Monday, Jan. 26, 1953
In Re Morse
When Majority Leader Bob Taft and Minority Leader Lyndon Johnson proposed their nominees for committee membership in the Senate last week, one name was conspicuously absent. Oregon's Senator Wayne Morse, who walked out of the Republican Party during the presidential campaign, was not on either list. What's more, all committee places were filled, except for two gaping G.O.P. vacancies on the Public Works and District of Columbia committees, the Limbo of the Senate.
With the stage thus set, Morse nominated himself for a seat on the Armed Services Committee. Never before had a Senator made such a proposal. No one knew just what to do.

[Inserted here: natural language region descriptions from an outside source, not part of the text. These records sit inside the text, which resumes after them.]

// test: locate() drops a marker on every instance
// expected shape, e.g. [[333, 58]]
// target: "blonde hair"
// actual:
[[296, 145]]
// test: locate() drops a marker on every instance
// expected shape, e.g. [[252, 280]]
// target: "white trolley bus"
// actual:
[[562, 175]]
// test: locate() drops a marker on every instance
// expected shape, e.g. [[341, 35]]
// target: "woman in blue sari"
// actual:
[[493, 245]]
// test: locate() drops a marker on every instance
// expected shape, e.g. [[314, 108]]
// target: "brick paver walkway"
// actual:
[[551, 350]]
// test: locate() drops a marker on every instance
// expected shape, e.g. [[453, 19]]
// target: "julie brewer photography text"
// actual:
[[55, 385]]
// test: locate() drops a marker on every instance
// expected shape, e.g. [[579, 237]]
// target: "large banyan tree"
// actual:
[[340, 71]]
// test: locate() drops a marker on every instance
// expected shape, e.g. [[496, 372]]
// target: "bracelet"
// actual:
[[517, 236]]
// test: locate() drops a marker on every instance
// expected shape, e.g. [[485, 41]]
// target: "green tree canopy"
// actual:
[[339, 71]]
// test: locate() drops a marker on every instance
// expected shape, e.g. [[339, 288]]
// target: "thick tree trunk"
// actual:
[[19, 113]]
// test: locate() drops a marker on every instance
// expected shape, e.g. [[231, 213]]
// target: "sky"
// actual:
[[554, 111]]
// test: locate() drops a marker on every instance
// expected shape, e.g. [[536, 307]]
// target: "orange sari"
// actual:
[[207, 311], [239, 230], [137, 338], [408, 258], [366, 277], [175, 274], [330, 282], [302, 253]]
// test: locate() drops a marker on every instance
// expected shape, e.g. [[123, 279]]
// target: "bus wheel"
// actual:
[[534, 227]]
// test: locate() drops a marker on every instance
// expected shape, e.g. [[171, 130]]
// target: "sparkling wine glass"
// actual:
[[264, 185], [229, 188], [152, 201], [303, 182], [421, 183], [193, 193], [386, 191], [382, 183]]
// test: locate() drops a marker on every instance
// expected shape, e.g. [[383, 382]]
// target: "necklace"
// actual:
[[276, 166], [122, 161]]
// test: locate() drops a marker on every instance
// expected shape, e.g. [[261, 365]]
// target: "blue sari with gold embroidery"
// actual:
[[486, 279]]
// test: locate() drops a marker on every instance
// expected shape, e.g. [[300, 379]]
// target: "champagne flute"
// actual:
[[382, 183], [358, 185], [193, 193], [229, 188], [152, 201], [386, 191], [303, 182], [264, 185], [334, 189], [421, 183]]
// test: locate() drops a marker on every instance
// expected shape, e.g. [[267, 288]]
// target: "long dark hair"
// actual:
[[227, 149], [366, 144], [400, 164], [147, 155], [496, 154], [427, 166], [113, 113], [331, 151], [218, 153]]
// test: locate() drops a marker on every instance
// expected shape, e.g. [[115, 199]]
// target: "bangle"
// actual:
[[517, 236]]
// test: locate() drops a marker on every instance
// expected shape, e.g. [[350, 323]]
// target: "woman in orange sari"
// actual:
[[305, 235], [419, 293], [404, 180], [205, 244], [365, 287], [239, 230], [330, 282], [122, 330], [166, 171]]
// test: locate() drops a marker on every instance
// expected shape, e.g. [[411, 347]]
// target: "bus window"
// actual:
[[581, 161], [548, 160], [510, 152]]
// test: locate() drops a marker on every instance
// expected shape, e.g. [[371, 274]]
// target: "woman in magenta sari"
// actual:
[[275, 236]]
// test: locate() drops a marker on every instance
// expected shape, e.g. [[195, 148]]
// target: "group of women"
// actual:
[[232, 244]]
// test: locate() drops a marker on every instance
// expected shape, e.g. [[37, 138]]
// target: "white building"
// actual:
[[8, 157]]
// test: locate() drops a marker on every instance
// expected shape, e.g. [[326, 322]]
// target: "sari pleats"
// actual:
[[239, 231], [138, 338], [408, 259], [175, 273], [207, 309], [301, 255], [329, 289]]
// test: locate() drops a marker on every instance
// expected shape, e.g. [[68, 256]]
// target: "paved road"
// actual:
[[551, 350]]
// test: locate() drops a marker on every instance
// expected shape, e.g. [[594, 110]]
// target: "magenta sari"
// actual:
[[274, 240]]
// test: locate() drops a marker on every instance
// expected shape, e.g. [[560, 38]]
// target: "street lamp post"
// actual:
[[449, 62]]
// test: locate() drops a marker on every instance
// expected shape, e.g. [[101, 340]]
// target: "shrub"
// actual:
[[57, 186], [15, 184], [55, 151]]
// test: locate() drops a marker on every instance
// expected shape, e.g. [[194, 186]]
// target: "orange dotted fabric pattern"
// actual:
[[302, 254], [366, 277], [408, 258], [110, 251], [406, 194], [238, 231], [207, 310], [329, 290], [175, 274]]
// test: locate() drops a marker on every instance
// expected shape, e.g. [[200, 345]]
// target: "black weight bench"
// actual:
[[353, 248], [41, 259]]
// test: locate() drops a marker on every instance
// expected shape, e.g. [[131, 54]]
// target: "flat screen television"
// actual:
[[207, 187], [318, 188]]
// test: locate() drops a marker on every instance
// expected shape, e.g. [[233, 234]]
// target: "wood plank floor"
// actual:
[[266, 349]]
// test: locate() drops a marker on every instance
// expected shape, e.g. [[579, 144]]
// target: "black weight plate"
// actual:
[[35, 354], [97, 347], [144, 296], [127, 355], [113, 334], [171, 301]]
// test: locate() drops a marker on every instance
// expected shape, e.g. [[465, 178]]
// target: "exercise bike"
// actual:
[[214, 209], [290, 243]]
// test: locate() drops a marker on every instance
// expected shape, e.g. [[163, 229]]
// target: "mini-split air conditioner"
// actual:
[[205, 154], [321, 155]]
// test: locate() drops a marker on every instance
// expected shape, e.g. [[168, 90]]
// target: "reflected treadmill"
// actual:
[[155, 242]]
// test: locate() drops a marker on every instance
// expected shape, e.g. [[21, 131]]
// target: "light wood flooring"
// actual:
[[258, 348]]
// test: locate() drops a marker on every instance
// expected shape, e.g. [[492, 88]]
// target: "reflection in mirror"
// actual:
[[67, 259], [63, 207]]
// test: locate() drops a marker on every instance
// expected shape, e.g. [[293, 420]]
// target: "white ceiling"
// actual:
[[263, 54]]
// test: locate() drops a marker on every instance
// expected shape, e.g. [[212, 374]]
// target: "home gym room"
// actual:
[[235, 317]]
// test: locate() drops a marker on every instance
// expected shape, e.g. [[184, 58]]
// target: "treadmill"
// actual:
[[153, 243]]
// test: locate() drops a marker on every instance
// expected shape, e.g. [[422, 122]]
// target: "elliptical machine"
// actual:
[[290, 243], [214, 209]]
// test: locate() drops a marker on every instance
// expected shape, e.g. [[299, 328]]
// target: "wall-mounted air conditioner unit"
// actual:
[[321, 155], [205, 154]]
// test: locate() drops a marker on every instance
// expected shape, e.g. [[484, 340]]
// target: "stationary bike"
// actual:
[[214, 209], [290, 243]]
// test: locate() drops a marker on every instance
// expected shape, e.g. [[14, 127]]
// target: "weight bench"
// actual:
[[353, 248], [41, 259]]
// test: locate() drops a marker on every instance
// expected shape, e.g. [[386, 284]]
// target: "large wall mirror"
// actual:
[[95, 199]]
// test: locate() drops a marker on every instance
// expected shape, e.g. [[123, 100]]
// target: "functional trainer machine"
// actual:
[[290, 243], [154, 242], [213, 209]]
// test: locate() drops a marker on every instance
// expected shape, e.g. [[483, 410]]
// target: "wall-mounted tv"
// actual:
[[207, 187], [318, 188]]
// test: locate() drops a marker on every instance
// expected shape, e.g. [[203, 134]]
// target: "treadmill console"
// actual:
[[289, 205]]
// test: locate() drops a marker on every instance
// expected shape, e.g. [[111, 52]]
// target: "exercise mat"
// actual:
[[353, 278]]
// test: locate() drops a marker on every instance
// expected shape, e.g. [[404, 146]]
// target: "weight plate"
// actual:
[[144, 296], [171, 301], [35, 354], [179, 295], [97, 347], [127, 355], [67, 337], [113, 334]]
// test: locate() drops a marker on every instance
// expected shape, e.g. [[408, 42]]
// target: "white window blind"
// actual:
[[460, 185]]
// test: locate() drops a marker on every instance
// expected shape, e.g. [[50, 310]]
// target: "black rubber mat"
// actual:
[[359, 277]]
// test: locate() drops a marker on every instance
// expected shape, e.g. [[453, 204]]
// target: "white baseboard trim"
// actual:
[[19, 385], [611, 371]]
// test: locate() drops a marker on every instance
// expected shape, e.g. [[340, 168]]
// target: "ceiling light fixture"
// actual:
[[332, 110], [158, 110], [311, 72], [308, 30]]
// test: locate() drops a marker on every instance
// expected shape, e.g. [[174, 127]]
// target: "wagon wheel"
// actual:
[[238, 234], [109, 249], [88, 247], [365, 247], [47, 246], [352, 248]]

After four hours of bouncing from parliamentary inquiry to point of order, the votes were finally counted. Only seven Senators had voted to seat Morse and 81 had voted against him. This comeuppance was promptly interpreted as Republican "discipline," but the Democrats, whose presidential candidate Morse had supported, were more responsible for his plight than the G.O.P. Morse had insisted that he didn't want the Republicans to assign him to committees. Nevertheless, G.O.P. leaders at one point proposed that the Armed Services and Labor committees be enlarged to reseat Morse and to add another Republican, thus assuring G.O.P. control of all committees. The Democratic leadership flatly refused.